LOUISVILLE, Ky. (WDRB) — William Mouw's putter was cold Thursday, so he did what any clear-thinking professional athlete would do.
He boiled it.
Not figuratively. Not in the colorful language golfers use when they are trying to avoid saying what they really think about a club that has just betrayed them.
He put the thing in boiling water. Then he brought it back to Hurstbourne Country Club on Friday and shot 63.
This is why golf should never be mistaken for a normal occupation. A basketball player misses six straight shots, he goes to the gym. A quarterback throws three interceptions, he studies film. A golfer misses a few putts, yeah, he might head to the practice green — or start looking for a cauldron.
"I told my caddie I was going to do it and put it in some boiling hot water," Mouw said. "Funny enough, it just stayed hot all day."
Wait, what?
Funny enough. Mouw made seven birdies, no bogeys and moved to 9-under par at the ISCO Championship, close enough to the leaders to spend the weekend making everybody nervous.
Lucas Glover has played professional golf for more than half his life. He has won a U.S. Open. He has survived pressure, slumps, equipment changes and untold thousands of putts that looked good until they didn't. He has seen some things.
"I've thrown a few and kicked a few and broke a few," Glover said, speaking, of course, of putters. "But I've never boiled one."
There it is. The full history of the golf putter, from weapon to kitchen utensil, in one sentence.
Glover shot 64 Friday to reach 13 under, two shots ahead of Chan Kim among the morning finishers. He has not made a bogey through two rounds, which is a more traditional way to lead a golf tournament.
But even Glover was impressed by the results of Mouw's culinary experiment. He thought maybe Mouw had changed putters. "I didn't ask because he made everything," Glover said. "I didn't want to mess up the mojo."
Notice what he didn't say. He didn't say it couldn't work.
It's part of golf's unwritten code: you do not question another man's superstition when he is making putts. You can question his grip, his club selection, why he tried to hit a 3-wood out of a lie that required a machete and a search party. But if he's found something that works, even if it requires oven mitts, you keep your opinions to yourself.
Mouw said he plans to boil the putter again Friday night. Of course he does. He'd be crazy not to. If a man puts his putter into hot water and shoots 63, he does not let the thing return to room temperature. He keeps the stove on and begins checking local fire codes.

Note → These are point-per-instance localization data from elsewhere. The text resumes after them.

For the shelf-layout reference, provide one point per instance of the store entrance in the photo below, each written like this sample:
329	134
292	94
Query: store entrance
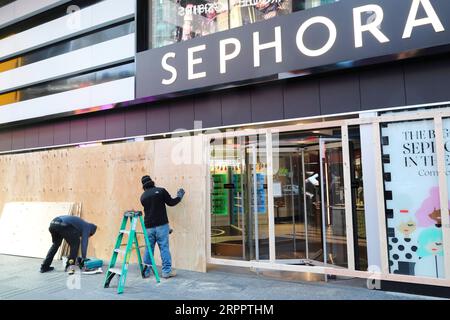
239	212
310	225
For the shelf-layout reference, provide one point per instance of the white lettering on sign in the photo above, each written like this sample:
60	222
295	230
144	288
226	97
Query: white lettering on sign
224	57
373	27
367	21
432	18
251	3
331	38
193	61
169	68
258	47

If he shoots another 63 Saturday, every hotel room in Louisville is going to smell like a sporting-goods store operating a seafood boil. Tour players will be calling room service.
Mouw's previous trip to Hurstbourne ended with a course-record 61 and his first PGA Tour victory. The year before that had included a viral octuple-bogey 13 that might have broken lesser golfers. Mouw laughed, came back the next day and shot 67.

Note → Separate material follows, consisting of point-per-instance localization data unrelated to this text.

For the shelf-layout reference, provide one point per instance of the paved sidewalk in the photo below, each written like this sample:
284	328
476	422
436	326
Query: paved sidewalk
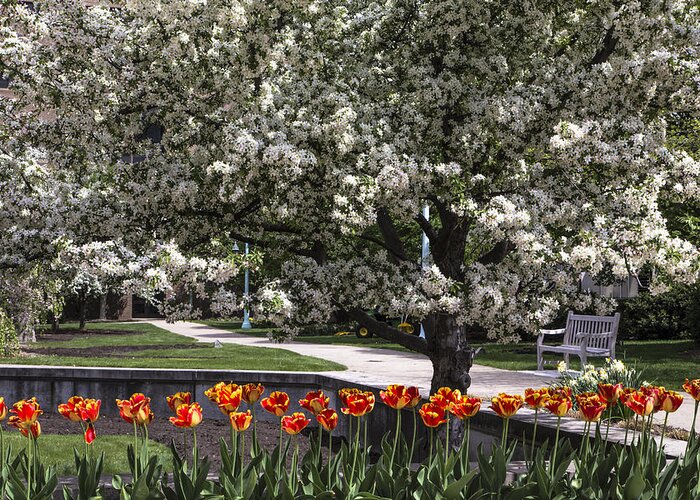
380	367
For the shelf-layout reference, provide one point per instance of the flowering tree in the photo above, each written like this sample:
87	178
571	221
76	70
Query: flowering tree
318	130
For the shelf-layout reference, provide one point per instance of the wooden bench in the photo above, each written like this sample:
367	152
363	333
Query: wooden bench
585	336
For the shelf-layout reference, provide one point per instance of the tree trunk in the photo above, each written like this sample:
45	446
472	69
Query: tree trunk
450	353
82	301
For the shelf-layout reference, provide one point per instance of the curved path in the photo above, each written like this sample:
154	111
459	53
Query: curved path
380	367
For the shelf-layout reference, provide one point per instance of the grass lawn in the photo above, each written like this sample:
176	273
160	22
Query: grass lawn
667	363
152	347
58	450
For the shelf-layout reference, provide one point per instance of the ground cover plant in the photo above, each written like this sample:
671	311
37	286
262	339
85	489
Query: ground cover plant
140	345
635	469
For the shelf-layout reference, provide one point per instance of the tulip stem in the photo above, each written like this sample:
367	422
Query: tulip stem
242	459
396	439
556	446
663	432
194	455
137	456
534	436
413	442
354	455
447	438
330	456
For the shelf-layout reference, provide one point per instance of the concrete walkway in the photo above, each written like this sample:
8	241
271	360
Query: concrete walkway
381	367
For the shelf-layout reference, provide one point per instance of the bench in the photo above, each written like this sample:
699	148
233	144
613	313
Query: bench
585	336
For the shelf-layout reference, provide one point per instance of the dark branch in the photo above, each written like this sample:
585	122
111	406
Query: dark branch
387	332
390	235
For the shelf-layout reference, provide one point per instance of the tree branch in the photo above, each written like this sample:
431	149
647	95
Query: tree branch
387	332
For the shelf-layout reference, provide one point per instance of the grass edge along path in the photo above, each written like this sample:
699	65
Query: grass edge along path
160	349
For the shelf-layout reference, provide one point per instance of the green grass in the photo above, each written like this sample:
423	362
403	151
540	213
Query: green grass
57	450
229	356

That told you something about him. The egg farmer's son from Chino Hills, California, knows that bad things can be cracked, scrambled and eventually served hot. Last year, it was his career. Friday, it was his putter.

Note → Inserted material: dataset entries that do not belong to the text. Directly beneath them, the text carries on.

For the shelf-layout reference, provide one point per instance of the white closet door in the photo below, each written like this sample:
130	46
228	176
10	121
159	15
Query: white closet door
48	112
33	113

Mouw said he hit his targets, controlled his speed and got help from his short game when necessary. Those are the parts golf instructors will approve. But he also made four or five putts that had not been falling Thursday. That is the part that will have 20-handicappers standing over their kitchen sinks tonight.
The reasonable explanation is that Mouw adjusted his speed, saw one putt go in and gained confidence.
Reason tells you to practice. Desperation tells you to cook your putter.
Mouw insisted the whole thing was a joke. Golfers always insist the superstition is a joke. Right up until it starts working. But if he wins again Sunday, that putter will never be allowed to cool. It will travel in its own Crock-Pot.
Glover may be leading the tournament. Chan Kim may be chasing him. A dozen other players may still have a say in what happens over the weekend. But the most important discovery Friday was made by William Mouw.
Golf equipment may not have feelings. But it apparently knows when it is in hot water.